После переезда Селины Стрит, в моем житье-бытье исподволь наметились перемены. Кряхтя от натуги и по инерции дичась, квартира начинает реагировать на женское присутствие. Она распрямляется — неуклюже, с непривычки кособоко — и пытается выглядеть учтиво, предупредительно, старательно. Лишь иногда в прорезях маски мелькает коварный блеск. Постепенно квартира оттачивает свой номер. Аккуратной стопкой складирует полотенца. Сдерживает в узде холостяцкий бардак. И даже я, с моим заложенным носом, учуял, насколько лучше тут стало пахнуть. За это мне следует благодарить селинины импортные духи и шампуни, крахмальную свежесть ее белья, недешевую маслянистость ее кожи и ароматного пота. Сейчас, кстати, она тоже в ванне, моя земноводная Селина. Вскоре я услышу, как она прихорашивается в спальне перед зеркалом, нежит свои выпуклости шелком и кружевами. Мы собираемся выйти пообедать в дорогой ресторан, очень дорогой, такой, чтобы Селине было не стыдно разодеться в пух и прах... Квартира приосанилась, обрела лоск. Только не подумайте, что Селина такая уж вся из себя хаусфрау[30], валькирия с пылесосом наперевес. Раньше уборщица приходила каждую неделю, теперь каждый день. Но Селина эффективна и практична. Оптимальное соотношение цена/качество.

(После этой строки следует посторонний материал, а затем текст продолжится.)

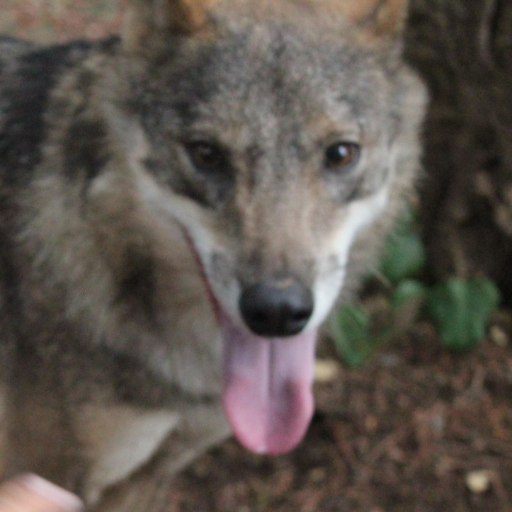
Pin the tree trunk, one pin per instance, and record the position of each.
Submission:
(463, 50)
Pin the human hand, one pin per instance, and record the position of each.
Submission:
(31, 493)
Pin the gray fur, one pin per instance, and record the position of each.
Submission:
(113, 369)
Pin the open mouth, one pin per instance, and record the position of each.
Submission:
(267, 389)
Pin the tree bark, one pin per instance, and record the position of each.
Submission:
(463, 51)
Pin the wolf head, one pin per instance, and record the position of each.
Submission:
(270, 134)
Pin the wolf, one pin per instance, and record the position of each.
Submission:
(180, 208)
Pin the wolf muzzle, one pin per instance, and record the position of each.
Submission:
(271, 309)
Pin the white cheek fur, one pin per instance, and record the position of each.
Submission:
(328, 286)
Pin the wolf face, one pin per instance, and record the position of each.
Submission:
(180, 209)
(272, 141)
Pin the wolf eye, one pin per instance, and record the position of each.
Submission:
(342, 156)
(207, 156)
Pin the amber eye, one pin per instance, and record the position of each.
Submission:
(207, 156)
(342, 156)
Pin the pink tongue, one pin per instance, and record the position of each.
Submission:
(267, 395)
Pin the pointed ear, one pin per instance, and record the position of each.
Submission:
(377, 18)
(147, 19)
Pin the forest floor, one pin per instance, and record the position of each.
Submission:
(417, 429)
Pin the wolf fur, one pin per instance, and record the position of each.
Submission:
(124, 244)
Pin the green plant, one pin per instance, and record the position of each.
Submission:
(460, 308)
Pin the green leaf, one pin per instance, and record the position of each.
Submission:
(407, 291)
(350, 327)
(461, 310)
(404, 255)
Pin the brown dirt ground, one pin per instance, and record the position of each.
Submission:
(406, 433)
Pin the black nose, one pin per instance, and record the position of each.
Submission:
(272, 310)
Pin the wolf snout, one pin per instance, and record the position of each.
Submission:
(271, 309)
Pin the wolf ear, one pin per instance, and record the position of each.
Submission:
(146, 19)
(377, 18)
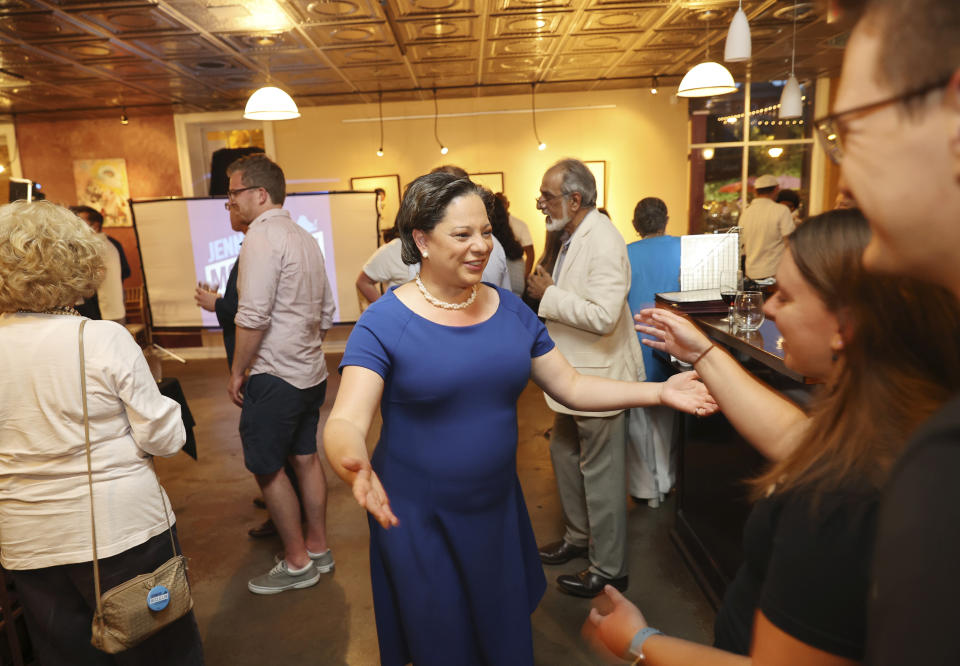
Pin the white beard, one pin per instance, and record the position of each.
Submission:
(554, 224)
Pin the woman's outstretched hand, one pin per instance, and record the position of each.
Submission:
(686, 393)
(611, 632)
(674, 334)
(369, 492)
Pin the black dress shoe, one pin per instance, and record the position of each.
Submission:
(589, 584)
(560, 552)
(264, 529)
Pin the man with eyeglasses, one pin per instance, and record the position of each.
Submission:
(895, 131)
(584, 303)
(285, 308)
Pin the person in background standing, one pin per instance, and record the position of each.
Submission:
(654, 268)
(110, 293)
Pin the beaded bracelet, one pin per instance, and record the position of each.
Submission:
(636, 645)
(704, 353)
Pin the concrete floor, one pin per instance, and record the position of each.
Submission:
(332, 623)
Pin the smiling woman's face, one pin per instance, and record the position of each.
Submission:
(458, 247)
(811, 332)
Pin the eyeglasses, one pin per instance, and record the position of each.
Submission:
(830, 128)
(547, 198)
(232, 194)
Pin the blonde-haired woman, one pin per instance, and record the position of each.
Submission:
(49, 260)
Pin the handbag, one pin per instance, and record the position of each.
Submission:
(135, 610)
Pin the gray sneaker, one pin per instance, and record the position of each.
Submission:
(323, 561)
(279, 579)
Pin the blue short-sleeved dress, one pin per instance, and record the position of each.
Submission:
(457, 581)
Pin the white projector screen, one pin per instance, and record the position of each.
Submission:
(186, 241)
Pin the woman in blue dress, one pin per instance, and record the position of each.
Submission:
(453, 560)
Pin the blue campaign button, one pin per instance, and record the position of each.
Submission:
(158, 597)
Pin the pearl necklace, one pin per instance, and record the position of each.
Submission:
(436, 302)
(64, 309)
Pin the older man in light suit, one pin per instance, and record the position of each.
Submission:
(585, 307)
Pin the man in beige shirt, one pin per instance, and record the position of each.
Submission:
(763, 226)
(285, 308)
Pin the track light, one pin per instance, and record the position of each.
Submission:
(533, 114)
(436, 120)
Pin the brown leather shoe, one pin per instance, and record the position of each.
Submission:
(264, 529)
(589, 584)
(561, 552)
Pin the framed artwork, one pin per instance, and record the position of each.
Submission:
(599, 170)
(102, 184)
(492, 180)
(390, 184)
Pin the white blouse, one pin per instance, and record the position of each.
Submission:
(44, 493)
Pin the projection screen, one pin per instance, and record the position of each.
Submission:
(183, 241)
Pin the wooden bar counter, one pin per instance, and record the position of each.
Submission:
(715, 462)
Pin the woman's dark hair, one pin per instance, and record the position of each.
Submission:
(650, 216)
(500, 221)
(899, 364)
(789, 195)
(424, 204)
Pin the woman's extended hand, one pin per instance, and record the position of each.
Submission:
(615, 629)
(674, 334)
(686, 393)
(369, 492)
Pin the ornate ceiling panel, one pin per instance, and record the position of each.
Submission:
(155, 56)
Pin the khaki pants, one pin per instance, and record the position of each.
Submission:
(588, 460)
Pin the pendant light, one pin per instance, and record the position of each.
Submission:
(380, 113)
(533, 112)
(436, 121)
(270, 103)
(707, 79)
(738, 47)
(791, 99)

А если уж дома появилась баба, то с прежним образом жизни поневоле распростишься. Да-да, распростишься. Я-то знаю — проверял. Мастурбация с бодунища на нестеленной кровати уже не вариант. Сморкнуться в кофеварочный фильтр — никакой возможности. Поссать в раковину — прибьют на месте. Ни одна женщина, достойная зваться женщиной, никогда не позволит тебе поссать в раковину. Женщины предпочитают если не шик-блеск, то тишь-гладь, хотя чаще, конечно, первое. Без женщин жизнь — натуральный кабак, причем в без четверти три все уже под столом. Вы когда-нибудь замечали, кстати, что синие, черные или красные трусы подолгу не пачкаются, зато белые... в самом деле, что такое с белыми трусами? Их хватает от силы на час. Не трусы, а просто смех, сувенир остряка-самоучки. Короче, с Селиной приходится жить в белых трусах. Наверно, они действительно лучше, хоть и приходится их все время менять.

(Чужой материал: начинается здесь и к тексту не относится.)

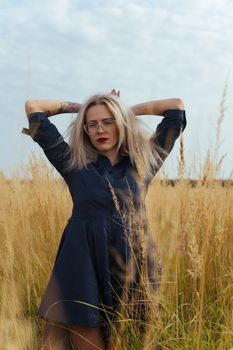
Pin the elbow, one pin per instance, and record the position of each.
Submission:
(30, 106)
(179, 104)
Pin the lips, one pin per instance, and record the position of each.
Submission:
(102, 139)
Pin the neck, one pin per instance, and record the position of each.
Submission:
(113, 157)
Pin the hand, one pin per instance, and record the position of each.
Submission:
(114, 93)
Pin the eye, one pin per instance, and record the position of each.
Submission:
(91, 125)
(109, 121)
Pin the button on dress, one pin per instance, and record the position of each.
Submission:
(92, 256)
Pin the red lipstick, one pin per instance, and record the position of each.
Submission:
(102, 139)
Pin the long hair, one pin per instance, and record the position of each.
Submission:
(134, 140)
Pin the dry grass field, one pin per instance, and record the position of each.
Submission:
(193, 228)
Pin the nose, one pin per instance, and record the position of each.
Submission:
(98, 126)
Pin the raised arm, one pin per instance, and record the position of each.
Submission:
(50, 107)
(157, 107)
(46, 134)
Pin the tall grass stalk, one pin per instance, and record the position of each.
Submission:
(192, 228)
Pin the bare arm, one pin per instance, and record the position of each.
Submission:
(157, 107)
(50, 107)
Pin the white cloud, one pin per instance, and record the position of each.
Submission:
(147, 49)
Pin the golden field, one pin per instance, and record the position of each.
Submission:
(193, 229)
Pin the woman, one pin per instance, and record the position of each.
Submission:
(106, 245)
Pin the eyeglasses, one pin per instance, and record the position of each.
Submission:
(106, 124)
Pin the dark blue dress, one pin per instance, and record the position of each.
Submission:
(89, 264)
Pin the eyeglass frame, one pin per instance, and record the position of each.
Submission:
(98, 124)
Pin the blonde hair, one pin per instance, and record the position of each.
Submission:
(134, 140)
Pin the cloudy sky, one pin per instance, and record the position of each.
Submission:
(69, 50)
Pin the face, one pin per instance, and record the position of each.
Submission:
(104, 138)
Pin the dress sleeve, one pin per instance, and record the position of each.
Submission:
(167, 131)
(50, 140)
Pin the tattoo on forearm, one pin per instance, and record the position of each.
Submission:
(69, 107)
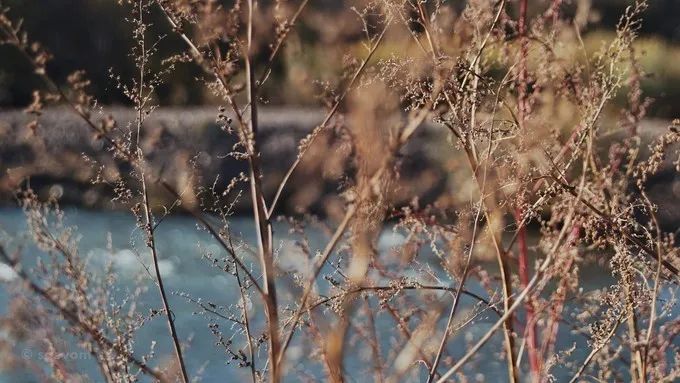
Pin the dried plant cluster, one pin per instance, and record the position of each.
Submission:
(538, 185)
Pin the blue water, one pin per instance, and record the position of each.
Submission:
(182, 246)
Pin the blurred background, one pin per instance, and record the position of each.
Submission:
(93, 35)
(96, 36)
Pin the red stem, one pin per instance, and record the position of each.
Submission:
(530, 330)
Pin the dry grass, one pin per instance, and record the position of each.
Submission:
(524, 127)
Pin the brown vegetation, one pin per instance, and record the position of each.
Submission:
(531, 157)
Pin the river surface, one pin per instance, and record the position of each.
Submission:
(182, 246)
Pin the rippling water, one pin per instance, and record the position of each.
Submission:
(181, 245)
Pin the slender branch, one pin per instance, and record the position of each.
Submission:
(73, 318)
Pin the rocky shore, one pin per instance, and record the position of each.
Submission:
(187, 146)
(62, 158)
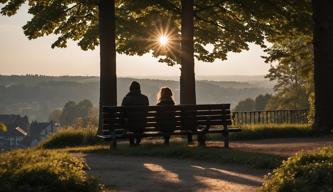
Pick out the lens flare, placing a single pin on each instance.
(163, 40)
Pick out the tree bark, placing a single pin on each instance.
(108, 76)
(187, 77)
(323, 65)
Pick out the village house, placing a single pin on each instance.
(19, 133)
(17, 128)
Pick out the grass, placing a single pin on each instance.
(44, 170)
(269, 131)
(310, 171)
(71, 137)
(84, 140)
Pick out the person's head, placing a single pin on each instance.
(135, 87)
(165, 93)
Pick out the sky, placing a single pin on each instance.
(18, 55)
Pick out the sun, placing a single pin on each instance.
(163, 40)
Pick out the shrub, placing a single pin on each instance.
(303, 172)
(40, 170)
(71, 137)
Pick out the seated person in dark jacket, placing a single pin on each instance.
(135, 98)
(167, 117)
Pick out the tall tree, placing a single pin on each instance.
(323, 65)
(187, 77)
(107, 37)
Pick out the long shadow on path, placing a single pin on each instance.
(158, 174)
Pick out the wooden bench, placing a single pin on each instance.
(183, 119)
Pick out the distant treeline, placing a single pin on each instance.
(37, 96)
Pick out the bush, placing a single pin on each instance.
(303, 172)
(71, 137)
(39, 171)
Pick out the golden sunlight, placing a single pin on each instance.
(163, 40)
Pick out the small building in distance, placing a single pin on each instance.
(38, 132)
(19, 133)
(17, 128)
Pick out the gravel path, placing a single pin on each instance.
(158, 174)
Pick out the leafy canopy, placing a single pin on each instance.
(221, 26)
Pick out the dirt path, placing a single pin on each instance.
(157, 174)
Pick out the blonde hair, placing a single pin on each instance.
(164, 94)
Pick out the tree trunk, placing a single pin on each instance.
(108, 76)
(323, 65)
(187, 77)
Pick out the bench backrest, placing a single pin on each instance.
(152, 118)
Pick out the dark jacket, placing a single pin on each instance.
(166, 116)
(166, 102)
(135, 98)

Я зашел в спальню и вручил Селине ее игрушечный бокальчик.
— М-м, — отозвалась она, стоя перед зеркалом в полном бордельном прикиде. Какой талант. Какое мастерство. Половые признаки ее не такие уж пухлые или полные. Они просто выдающиеся, в высшей степени выдающиеся — попка, пузико, нора, буфера. Она выглядела настолько порнографично со всеми своими туалетными прибамбасами, что мне захотелось, чтобы она их тут же сняла или лучше, гораздо лучше, чуть сдвинула в сторону.
— Поди сюда, — сказал я.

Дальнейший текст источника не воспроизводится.